Noise Reduction
By Simon HarrisAn amusing topic coming from one such as myself that can quite clearly never shut up!
I’ve been bitten a few times this week by a low signal/noise (or a high noise/signal which ever you prefer) ratio. The first was earlier in the week when I was supposed to give a talk (more noise) and demo at the monthly MXPEG meeting.
Like most geeks, I’m continually tweaking my system. And as most geeks know, tweaking is really a euphemism for breaking something. I’m constantly updating the patches on my system and installing the latest version of this and that. Each time I perform the awesome Gentoo emerge -uD world it spews forth volumes of logging. So much logging that it’s not only hard to see if there are any messages worth reading but they fly past so quickly I probably couldn’t read them even if I tried. So after a very short time one starts to ignore pretty much all of them. Hey if it doesn’t complain at the end then it’s probably ok. Right?
So there I am at the meeting trying to get my machine to connect to the network and failing dismally. I gave up and vowed to track it down when I got home. Eventually I discovered that there were some config files that needed updating and the messages were there for all the world to see saying just that. But because I had just ignored them all I never noticed.
Similarly, we had a bunch of checks on our code base that were flagged as warnings not errors. At some point, that list of warnings got so big we all just started to ignore them. Then one-day I accidentally checked in a copy of the build file that stopped breaking the build on errors (over zelaous find and replace) . Nobody noticed. Why? Because everyone had just grown accustomed to ignoring the output because it contained so much noise. The answer was of course to either remove the warnings as we clearly didn’t care about them, or turn them into errors so we train people to look at all messages.
James and I worked on a project where there was so much logging going on, nobody noticed all the stack traces and NPEs etc. being spewed into the server logs. In fact there were so many errors that they turned off the “page me if there is an error” handling.
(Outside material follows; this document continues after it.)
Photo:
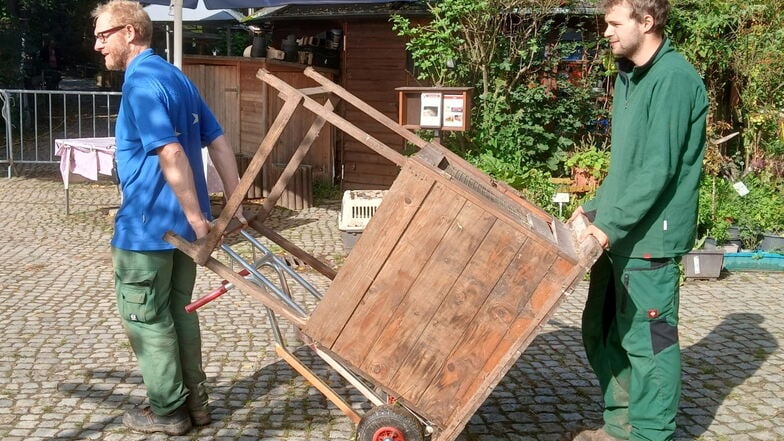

This of course just made the problem worse.
JavaDoc comments are another pet hate of mine. We did a refactor the other day that involved a rename of a class and the subsequent getters and setters on the domain object and process beans, etc. We ended up spending so much time updating the comments from “Sets the value of the product details” to “Sets the value of the vehicle details” that I wanted to murder someone. JavaDoc comments convey little or no more than the method signature should convey. I emphasise SHOULD for good reason. Sure, there are some special cases such as “will return the default if no explicit value has been set” for example but if you feel you need to explain what getCustomer does, then throw a GetAGripException or find a new profession.
All this stuff is noise. The problem really is that you have been allowed or have chosen to ignore it. You can’t afford to. Don’t just ignore it or it will come back to bite you later on. Of course, just saying “well we ignore it so maybe we can just stop doing it” isn’t the answer either. Maybe it’s there for good reason. Find out why it’s there and stop needing to ignore it before it starts to take it’s toll on yours and the rest of the teams poductivity.